TikTok To Label AI-Generated Content From Other Platforms

AI-generated content such as video and images are going to be labelled by TikTok using the Content Credentials digital watermark

TikTok is seeking to head off concerns about AI-generated content influencing upcoming elections around the world.

The popular short-video app announced that it “is starting to automatically label AI-generated content (AIGC) when it’s uploaded from certain other platforms.”

TikTok already labels AI-generated content made with tools inside the app, but the latest move would apply a label to videos and images generated outside of the service.

AI-generated content

TikTok is not the first social platform to do this. In February for example Meta Platforms said it had begun detecting and labelling AI-generated images made by other companies’ AI systems on Facebook, Instagram and Threads.

Meta had already labelled images created by its own AI services, which included invisible watermarks and metadata that could alert other companies that the image was artificially generated.

The moves by Meta and TikTok comes amidst growing concern over the potential for misuse generative AI systems that can create fake visual content (deepfakes etc) that appears authentic.

Now, TikTok said it will will detect when images or videos are uploaded to its platform containing metadata tags indicating the presence of AI-generated content.

TikTok does however claim to be the first social media platform to support the new tamper-proof Content Credentials metadata, developed by Adobe last year.

It also said that it is partnering with the Coalition for Content Provenance and Authenticity (C2PA).

“AI enables incredible creative opportunities, but can confuse or mislead viewers if they don’t know content was AI-generated,” it said. “Labelling helps make that context clear – which is why we label AIGC made with TikTok AI effects, and have required creators to label realistic AIGC for over a year. We also built a first-of-its-kind tool to make this easy to do, which over 37 million creators have used since last fall.”

“Over the coming months, we’ll also start attaching Content Credentials to TikTok content, which will remain on content when downloaded,” it added.

“With TikTok’s vast community of creators and users globally, we are thrilled to welcome them to both the C2PA and CAI as they embark on the journey to provide more transparency and authenticity on the platform,” said Dana Rao, General Counsel and Chief Trust Officer at Adobe. “At a time when any digital content can be altered, it is essential to provide ways for the public to discern what is true. Today’s announcement is a critical step towards achieving that outcome.”

AI risks

There have been concerns for a while now about AI-generated content, and its potential to mislead people ahead of important elections around the world.

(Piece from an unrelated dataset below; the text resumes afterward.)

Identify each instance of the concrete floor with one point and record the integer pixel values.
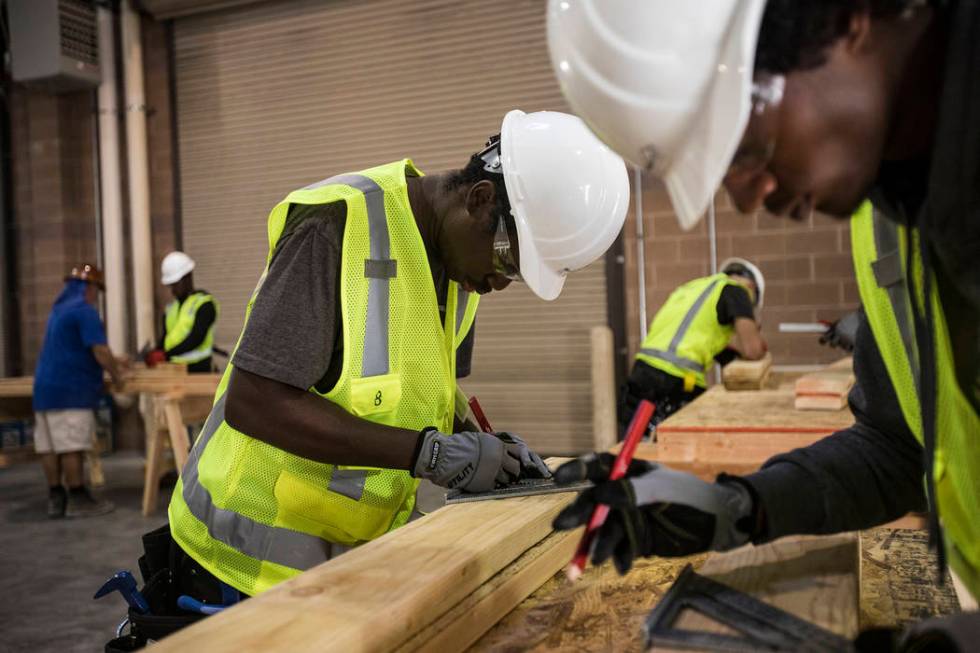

For example India’s general election took place in April, and there is also going to be important elections in the United Kingdom and South Africa, as well as European Parliament elections in the summer.

The US Presidential elections are later this year.

To combat potential AI interference, big name tech firms agreed with the Biden Administration in July 2003 to implement voluntary safeguards to the risks posed by AI, including the use of watermarks.

In August 2023 Google DeepMind announced it was “launching a beta version of SynthID, a tool for watermarking and identifying AI-generated images.”

SynthID generates an imperceptible digital watermark for AI-generated images.
Image credit Google DeepMind

In February of this year, twenty of the world’s biggest technology companies, including Amazon, Adobe, Google, Meta, Microsoft, OpenAI, TikTok and X have vowed to take measures against the misuse of artificial intelligence (AI) to disrupt elections around the world this year.

In January a fake robocall in the voice of US president Joe Biden urged voters not to participate in New Hampshire’s primary election.

Taiwan saw fake content circulating on social media ahead of its 13 January election.